PORQUE VOCÊ DEVE SUBIR UM VULCÃO NO DESERTO DO ATACAMA



1 outubro, 2020
Amor

Vendo umas fotos arquivadas, me deparei com essa: a da primeira (e por enquanto única) vez que subi um vulcão no Deserto do Atacama, em abril de 2018. E a partir dela me veio a recordação desse dia, que achei que valia a pena compartilhar…

 

Era um dia igual a muitos outros no deserto, o sol já estava a pino. Na primeira hora da manhã o Juan, nosso guia, começou a buscar o grupo, um a um. Ao todo éramos sete, contando com o Juan: cinco brasileiros, um suíço e um chileno. Paramos no caminho para um café reforçado e pra checar todo o equipamento que tínhamos que levar.
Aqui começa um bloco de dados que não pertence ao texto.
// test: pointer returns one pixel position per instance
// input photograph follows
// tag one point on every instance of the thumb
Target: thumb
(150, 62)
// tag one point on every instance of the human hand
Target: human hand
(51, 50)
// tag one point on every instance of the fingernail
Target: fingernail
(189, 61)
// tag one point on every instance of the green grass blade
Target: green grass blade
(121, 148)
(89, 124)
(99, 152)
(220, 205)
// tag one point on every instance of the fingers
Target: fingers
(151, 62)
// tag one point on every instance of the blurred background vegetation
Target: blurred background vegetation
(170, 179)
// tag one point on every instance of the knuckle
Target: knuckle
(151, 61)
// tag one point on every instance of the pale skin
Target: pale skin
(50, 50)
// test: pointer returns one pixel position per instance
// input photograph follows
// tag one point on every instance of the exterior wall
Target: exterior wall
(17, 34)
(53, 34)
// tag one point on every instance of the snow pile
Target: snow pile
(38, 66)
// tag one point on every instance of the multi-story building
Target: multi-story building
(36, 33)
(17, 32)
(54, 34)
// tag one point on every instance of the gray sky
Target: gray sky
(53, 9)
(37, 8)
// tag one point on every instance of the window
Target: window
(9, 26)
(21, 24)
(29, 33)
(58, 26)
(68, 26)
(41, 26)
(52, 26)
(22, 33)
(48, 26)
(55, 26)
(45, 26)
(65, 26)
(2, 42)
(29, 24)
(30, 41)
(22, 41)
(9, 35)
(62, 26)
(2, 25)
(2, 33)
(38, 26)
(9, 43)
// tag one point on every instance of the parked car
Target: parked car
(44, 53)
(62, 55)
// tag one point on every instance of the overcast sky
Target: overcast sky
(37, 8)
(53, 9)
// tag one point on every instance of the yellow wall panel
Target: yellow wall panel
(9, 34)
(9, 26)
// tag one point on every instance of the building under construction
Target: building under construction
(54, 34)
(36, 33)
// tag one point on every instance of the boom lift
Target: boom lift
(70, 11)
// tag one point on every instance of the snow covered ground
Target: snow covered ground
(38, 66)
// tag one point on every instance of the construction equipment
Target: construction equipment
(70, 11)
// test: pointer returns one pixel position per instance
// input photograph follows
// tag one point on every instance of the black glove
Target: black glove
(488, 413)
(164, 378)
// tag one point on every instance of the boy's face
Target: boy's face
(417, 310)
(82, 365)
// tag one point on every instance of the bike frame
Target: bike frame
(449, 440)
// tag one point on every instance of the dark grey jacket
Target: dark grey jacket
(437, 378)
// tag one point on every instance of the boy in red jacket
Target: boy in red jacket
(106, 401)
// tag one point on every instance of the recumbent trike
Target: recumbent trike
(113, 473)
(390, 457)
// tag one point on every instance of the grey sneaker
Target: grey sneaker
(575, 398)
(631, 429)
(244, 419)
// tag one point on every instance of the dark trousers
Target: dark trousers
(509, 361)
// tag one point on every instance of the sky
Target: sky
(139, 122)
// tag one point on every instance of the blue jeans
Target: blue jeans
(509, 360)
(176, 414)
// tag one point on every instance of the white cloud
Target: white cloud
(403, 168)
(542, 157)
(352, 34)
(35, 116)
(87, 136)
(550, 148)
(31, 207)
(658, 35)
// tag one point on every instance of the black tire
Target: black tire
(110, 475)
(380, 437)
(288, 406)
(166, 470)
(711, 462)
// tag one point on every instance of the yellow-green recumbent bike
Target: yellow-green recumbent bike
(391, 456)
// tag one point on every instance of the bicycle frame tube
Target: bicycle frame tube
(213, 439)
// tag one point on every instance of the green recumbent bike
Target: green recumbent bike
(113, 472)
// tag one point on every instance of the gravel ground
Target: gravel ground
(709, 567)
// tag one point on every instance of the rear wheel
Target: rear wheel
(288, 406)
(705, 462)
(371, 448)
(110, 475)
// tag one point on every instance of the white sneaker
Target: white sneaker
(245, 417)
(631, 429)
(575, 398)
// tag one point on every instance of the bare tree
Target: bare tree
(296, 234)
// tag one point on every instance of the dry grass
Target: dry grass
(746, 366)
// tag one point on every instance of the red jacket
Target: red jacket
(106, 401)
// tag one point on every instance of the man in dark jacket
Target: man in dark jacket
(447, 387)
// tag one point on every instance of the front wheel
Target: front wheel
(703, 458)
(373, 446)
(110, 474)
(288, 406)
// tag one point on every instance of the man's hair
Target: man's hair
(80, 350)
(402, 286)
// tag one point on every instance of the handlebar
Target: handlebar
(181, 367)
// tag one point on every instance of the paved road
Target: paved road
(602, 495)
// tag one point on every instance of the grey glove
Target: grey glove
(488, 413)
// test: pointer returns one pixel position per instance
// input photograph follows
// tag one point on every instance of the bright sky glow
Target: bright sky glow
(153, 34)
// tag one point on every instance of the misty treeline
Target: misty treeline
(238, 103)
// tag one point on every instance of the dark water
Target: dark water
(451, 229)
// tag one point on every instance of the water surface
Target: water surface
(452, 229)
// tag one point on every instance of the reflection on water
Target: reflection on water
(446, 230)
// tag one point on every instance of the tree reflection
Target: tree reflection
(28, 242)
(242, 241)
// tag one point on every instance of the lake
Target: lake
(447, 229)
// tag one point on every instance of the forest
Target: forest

Começamos a viagem de carro, 50 minutos até a base do vulcão.

 

Naquele momento, eu ainda lidava com o sentimento de frustração por ter que “trocar de vulcão” na última hora, já que o Lascar, meu primeiro objetivo, a primeira razão da minha viagem ao deserto – e um dos últimos sete vulcões ativos no Chile – estava há dias com alerta amarelo por conta de possíveis pequenas erupções. Não era seguro, então abortamos o plano A.

 

A decisão do guia foi por subir o Cerro Toco, que já está “dormindo” há algum tempo (eles não gostam de usar a palavra ‘inativo’, porque a qualquer momento a coisa pode cambiar por aqui).

 

Já na base, Juan – que era corredor de montanha do Racing The Planet de 250 km! – deu as instruções mais importantes. A primeira para o grupo: ou chegávamos juntos ao cume, ou voltávamos todos. Não havia terceira opção.

 

A segunda instrução eram quatro comandos na verdade. Focar na respiração, andar bem devagar, e se preocupar apenas com o próximo passo. Ah, e não falar nada, já que precisávamos economizar oxigênio (a cada mil metros de altitude perdíamos 10% dele).

 

Como se não bastasse, ele ainda completou: a primeira hora era a mais desafiadora e fundamental. O corpo estaria se acostumando. Se vencêssemos aquela etapa, nossa chance de chegarmos ao topo era boa. Subimos. Cinquenta e cinco minutos depois paramos pra descansar, comer chocolate e beber um pouco de água. Já estávamos a -4º, só que o vento ainda não tinha chegado a 80km/h, que parecia ser a média ali (mais tarde ele iria chegar a 120km/h!).

 

Seguimos pela parte mais íngreme do caminho, pedras e gelo. Como ele havia previsto (e a gente torcia), chegamos ao cume. Estávamos agora a 5.604 metros de altitude. O que corresponde a 40 metros acima do acampamento base do Everest. E com 55% menos de oxigênio.

 

Meu corpo estava quente, muito quente. Lá de cima podíamos avistar a Bolívia e a fronteira com a Argentina. A gente comemorou, abraçou, chorou, contemplou, registrou. E antes de descer, o Juan fez uma pequena reverência e disse “gracias, montañita”. E eu completei: “por nos permitir subir”.

 

Foram sete horas da aventura. areia até na alma. Deu um post, mas dava um livro.

 

______________________________

LUCIANA GALLO

Luciana Gallo é co-fundadora da Amadoria, facilitadora de processos colaborativos, de desenvolvimento pessoal, e de mudança organizacional. Mentora e palestrante, ajuda as pessoas a (re)significarem suas vidas e trabalhos. Atua na expansão do conhecimento e da consciência da pessoa e do profissional dentro das organizações e das comunidades.